We finished our meals and went back to work. It almost felt like a hoax, as if our instructors were playing a game with us to see if we’d crack. Much of your training in the Marines is based on putting you through mental anguish and measuring and analyzing your reaction. A few weeks before, at boot camp, my drill instructors were screaming, “I bet the Chinese are training harder than you!” It felt off-script to suddenly be assigned another enemy, Islamic fundamentalism.
That night, during more navigation training, one of our corpsmen drove his pickup truck to our final rally point at the end of the testing and let his AM radio blast the news. I remembered learning once that when “War of the Worlds” was broadcast on the radio for the first time in 1938, people who heard the transmission freaked out and armed themselves. I listened to the radio for five minutes. The detail was too real to be a hoax.
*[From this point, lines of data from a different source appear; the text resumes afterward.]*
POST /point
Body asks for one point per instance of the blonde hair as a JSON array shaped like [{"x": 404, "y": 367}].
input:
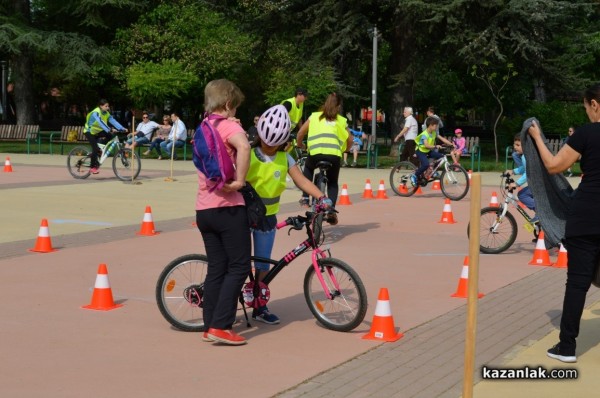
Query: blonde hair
[{"x": 222, "y": 94}]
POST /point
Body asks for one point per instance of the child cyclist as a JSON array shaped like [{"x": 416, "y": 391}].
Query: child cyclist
[
  {"x": 459, "y": 146},
  {"x": 269, "y": 166},
  {"x": 524, "y": 194},
  {"x": 425, "y": 143}
]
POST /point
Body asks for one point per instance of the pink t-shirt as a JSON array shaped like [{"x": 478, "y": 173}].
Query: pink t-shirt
[{"x": 219, "y": 198}]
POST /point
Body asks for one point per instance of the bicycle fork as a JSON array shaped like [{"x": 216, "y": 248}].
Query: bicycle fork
[{"x": 316, "y": 254}]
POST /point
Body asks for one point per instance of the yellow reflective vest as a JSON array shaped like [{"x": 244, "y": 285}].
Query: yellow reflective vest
[
  {"x": 268, "y": 179},
  {"x": 430, "y": 137},
  {"x": 327, "y": 137},
  {"x": 95, "y": 127},
  {"x": 295, "y": 111}
]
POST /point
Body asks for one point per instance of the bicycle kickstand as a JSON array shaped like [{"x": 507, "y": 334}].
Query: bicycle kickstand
[{"x": 243, "y": 303}]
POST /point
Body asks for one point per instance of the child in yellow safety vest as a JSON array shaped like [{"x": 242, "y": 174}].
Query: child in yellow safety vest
[{"x": 269, "y": 166}]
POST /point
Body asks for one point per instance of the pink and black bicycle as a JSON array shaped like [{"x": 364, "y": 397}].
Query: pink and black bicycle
[{"x": 334, "y": 292}]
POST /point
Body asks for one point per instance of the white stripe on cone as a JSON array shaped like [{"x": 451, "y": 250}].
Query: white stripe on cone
[
  {"x": 383, "y": 308},
  {"x": 102, "y": 282}
]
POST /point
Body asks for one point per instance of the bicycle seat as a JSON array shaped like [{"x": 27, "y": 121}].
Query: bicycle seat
[{"x": 324, "y": 165}]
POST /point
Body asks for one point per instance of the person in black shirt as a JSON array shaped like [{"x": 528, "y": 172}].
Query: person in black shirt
[{"x": 582, "y": 230}]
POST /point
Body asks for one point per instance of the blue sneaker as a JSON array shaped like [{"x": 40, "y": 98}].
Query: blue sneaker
[
  {"x": 413, "y": 180},
  {"x": 263, "y": 315}
]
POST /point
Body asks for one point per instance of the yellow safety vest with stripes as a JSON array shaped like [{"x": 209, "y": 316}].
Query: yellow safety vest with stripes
[
  {"x": 430, "y": 137},
  {"x": 295, "y": 112},
  {"x": 95, "y": 127},
  {"x": 327, "y": 137},
  {"x": 268, "y": 179}
]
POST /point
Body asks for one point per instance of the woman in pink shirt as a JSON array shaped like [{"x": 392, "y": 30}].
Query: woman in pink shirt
[
  {"x": 222, "y": 219},
  {"x": 459, "y": 146}
]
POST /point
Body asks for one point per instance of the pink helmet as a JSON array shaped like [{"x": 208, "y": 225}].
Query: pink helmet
[{"x": 274, "y": 126}]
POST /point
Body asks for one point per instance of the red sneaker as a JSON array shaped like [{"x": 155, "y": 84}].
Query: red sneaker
[{"x": 225, "y": 336}]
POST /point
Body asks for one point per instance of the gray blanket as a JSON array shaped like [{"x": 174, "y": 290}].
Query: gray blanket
[{"x": 552, "y": 193}]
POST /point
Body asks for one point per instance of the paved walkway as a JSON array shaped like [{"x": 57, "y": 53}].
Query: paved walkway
[{"x": 130, "y": 350}]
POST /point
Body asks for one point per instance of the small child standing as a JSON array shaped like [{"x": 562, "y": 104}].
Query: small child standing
[
  {"x": 459, "y": 146},
  {"x": 524, "y": 194},
  {"x": 269, "y": 166}
]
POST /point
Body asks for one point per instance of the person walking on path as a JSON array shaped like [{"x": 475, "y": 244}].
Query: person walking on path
[
  {"x": 582, "y": 227},
  {"x": 409, "y": 132},
  {"x": 222, "y": 219}
]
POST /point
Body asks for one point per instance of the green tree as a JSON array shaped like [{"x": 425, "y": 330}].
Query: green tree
[{"x": 31, "y": 36}]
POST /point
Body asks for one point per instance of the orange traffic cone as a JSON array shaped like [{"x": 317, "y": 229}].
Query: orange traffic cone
[
  {"x": 7, "y": 165},
  {"x": 561, "y": 260},
  {"x": 102, "y": 297},
  {"x": 43, "y": 244},
  {"x": 368, "y": 192},
  {"x": 447, "y": 217},
  {"x": 462, "y": 291},
  {"x": 540, "y": 254},
  {"x": 494, "y": 200},
  {"x": 382, "y": 327},
  {"x": 148, "y": 224},
  {"x": 344, "y": 197},
  {"x": 381, "y": 191}
]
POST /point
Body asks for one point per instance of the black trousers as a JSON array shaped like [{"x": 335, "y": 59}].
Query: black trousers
[
  {"x": 226, "y": 236},
  {"x": 333, "y": 174},
  {"x": 583, "y": 255},
  {"x": 93, "y": 139}
]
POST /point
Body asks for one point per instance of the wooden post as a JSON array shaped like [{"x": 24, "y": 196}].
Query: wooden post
[{"x": 471, "y": 327}]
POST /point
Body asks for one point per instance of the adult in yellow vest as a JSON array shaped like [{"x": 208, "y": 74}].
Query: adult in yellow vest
[
  {"x": 269, "y": 166},
  {"x": 96, "y": 128},
  {"x": 425, "y": 143},
  {"x": 328, "y": 137},
  {"x": 295, "y": 106}
]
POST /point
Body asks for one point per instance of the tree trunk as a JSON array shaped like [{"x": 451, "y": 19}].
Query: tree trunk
[
  {"x": 22, "y": 69},
  {"x": 402, "y": 48}
]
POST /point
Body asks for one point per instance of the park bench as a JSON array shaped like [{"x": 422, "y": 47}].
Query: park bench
[
  {"x": 554, "y": 144},
  {"x": 20, "y": 133},
  {"x": 188, "y": 143}
]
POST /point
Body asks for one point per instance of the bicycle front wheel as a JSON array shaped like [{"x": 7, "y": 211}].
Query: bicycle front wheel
[
  {"x": 496, "y": 232},
  {"x": 454, "y": 182},
  {"x": 400, "y": 179},
  {"x": 346, "y": 308},
  {"x": 126, "y": 165},
  {"x": 180, "y": 291},
  {"x": 79, "y": 162}
]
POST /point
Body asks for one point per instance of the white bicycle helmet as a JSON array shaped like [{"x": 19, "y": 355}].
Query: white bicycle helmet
[{"x": 274, "y": 126}]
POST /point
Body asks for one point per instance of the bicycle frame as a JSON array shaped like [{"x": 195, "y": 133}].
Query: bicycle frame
[{"x": 302, "y": 248}]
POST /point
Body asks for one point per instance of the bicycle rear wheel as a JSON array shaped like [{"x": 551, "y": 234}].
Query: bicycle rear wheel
[
  {"x": 347, "y": 307},
  {"x": 454, "y": 182},
  {"x": 496, "y": 233},
  {"x": 126, "y": 165},
  {"x": 400, "y": 179},
  {"x": 180, "y": 290},
  {"x": 79, "y": 162}
]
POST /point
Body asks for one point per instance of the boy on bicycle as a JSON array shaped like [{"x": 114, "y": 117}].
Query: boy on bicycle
[
  {"x": 425, "y": 143},
  {"x": 96, "y": 127},
  {"x": 524, "y": 194}
]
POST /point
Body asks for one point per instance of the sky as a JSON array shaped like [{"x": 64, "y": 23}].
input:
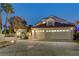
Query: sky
[{"x": 34, "y": 12}]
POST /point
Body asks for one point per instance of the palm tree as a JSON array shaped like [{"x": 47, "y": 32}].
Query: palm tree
[{"x": 7, "y": 7}]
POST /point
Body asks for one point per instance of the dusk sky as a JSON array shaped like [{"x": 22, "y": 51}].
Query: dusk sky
[{"x": 34, "y": 12}]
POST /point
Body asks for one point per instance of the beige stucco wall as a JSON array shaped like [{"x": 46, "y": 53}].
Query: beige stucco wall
[{"x": 59, "y": 33}]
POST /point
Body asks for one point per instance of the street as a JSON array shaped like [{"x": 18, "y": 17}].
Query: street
[{"x": 40, "y": 48}]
I was already armed.
I was 17 years old, and I knew then that despite having enlisted as a Marine Reservist during peacetime, I would be going to war. If Osama bin Laden had never carried out his attack on American soil, I, as a reservist, would have simply gone to college, cut my hair once a month, graduated at 21 and used the word “Marine” only on my resume.
During my first tour — the invasion of Iraq — the patriotism and resolve we all felt on 9/11 were palpable. Some of the reservists from New York wrote “we will never forget” on their helmets and named their section of the base after 9/11 heroes in their unit who had given their lives that day. I didn’t see the connection between the attacks and our invasion, but I did see this new battle as an effort to prevent future terror and protect the home front.
Bin Laden was still hiding somewhere, but at the time it seemed as though Afghanistan was on its way to becoming a stable democracy. I was eager to be where the new action was, in Iraq.
But the war in Iraq continued even after the president declared “mission accomplished,” and the battle plan and its objectives felt more daunting, overwhelming and confusing during my second tour, a year later.